Mutation analysis of RAD51L1 (RAD51B/REC2) in multiple-case, non-BRCA1/2 breast cancer families

• Published in: Breast cancer research and treatment Vol. 129; no. 1; pp. 255 - 263
• Main Authors: Johnson, Julie, Healey, Sue, Khanna, Kum Kum, Chenevix-Trench, Georgia
• Format: Journal Article
• Language: English
• Published: Boston Springer US 01.08.2011; Springer; Springer Nature B.V
• Subjects: Alleles; Base Sequence; Biological and medical sciences; Breast cancer; Breast Neoplasms - genetics; Brief Report; Cancer research; DNA repair; DNA-Binding Proteins - genetics; Female; Gene Frequency - genetics; Genes; Genes, BRCA1; Genes, BRCA2; Genetic Predisposition to Disease; Gynecology. Andrology. Obstetrics; Humans; Mammary gland diseases; Medical sciences; Medicine; Medicine & Public Health; Mutation; Mutation - genetics; Oncology; Polymorphism, Single Nucleotide - genetics; Tumors; Mutation screening; High resolution melt (HRM) analysis; Familial breast cancer; High resolution; Breast disease; Breast cancer; Malignant tumor; Medical screening; Mammary gland diseases; Screening; BRCA2 gene; Analysis; RAD51L1; Familial cancer; Genetics; Mutation; BRCA1 gene; Cancer
• ISSN: 0167-6806; 1573-7217
• DOI: 10.1007/s10549-011-1539-6

Although a significant proportion of familial aggregation of breast cancer remains unexplained, many of the currently known breast cancer susceptibility genes, including BRCA1 , BRCA2 and TP53 , play a role in maintaining genome integrity by engaging in DNA repair. RAD51L1 is one of the five RAD51 paralogs involved in homologous recombination (HR) repair of DNA double-strand breaks (DSBs); it also interacts directly with p53. Deleterious mutations have been found in one RAD51 paralog, RAD51C ( RAD51L2 ), in non- BRCA1 / 2 breast and ovarian cancer families, which suggests that all five paralogs are strong candidate breast cancer susceptibility genes. A genome-wide association study (GWAS) has already identified a single nucleotide polymorphism (SNP) deep within intron 10 of RAD51L1 as a risk locus for breast cancer. Based on its biological functions and association with RAD51C , there is reason to suggest that RAD51L1 ( RAD51B / REC2 ) may also contain high risk mutations in the gene that give rise to multiple-case breast cancer families.
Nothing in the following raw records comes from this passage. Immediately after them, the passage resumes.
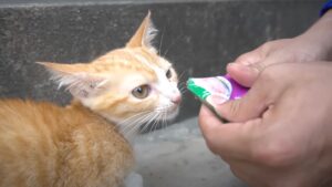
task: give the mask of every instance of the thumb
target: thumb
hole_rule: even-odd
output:
[[[255,84],[242,98],[214,104],[215,111],[230,122],[246,122],[261,117],[270,104],[268,89]]]

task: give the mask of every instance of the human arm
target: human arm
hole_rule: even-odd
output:
[[[312,187],[332,180],[332,64],[264,69],[247,95],[206,107],[199,124],[209,148],[250,186]]]
[[[227,66],[228,74],[251,86],[258,73],[274,63],[307,63],[332,60],[332,10],[311,28],[292,39],[267,42],[245,53]]]

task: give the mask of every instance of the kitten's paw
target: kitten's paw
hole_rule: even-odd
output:
[[[137,173],[131,173],[124,180],[124,187],[143,187],[143,177]]]

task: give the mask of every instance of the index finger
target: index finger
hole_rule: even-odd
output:
[[[221,157],[248,159],[260,124],[261,118],[224,124],[206,106],[199,112],[199,126],[207,145]]]

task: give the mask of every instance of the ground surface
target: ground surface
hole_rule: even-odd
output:
[[[135,150],[144,187],[246,187],[208,150],[196,117],[138,137]]]

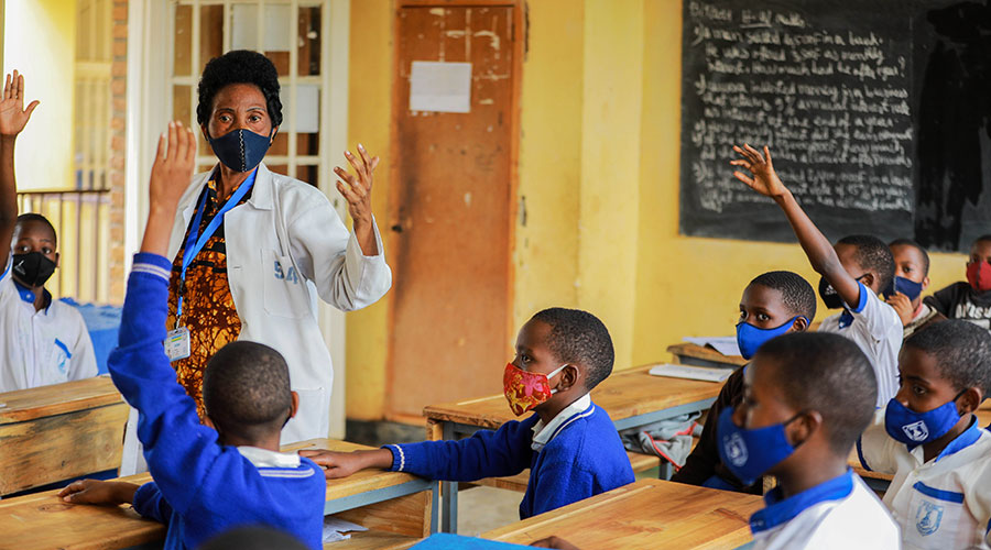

In order to investigate this hypothesis, we have used high resolution melt (HRM) analysis to screen RAD51L1 for germline mutations in 188 non- BRCA1 / 2 multiple-case breast cancer families and 190 controls. We identified a total of seven variants: one synonymous, three intronic, and three previously identified SNPs, but no truncating or nonsense changes. Therefore, our results suggest that RAD51L1 is unlikely to represent a high-penetrance breast cancer susceptibility gene.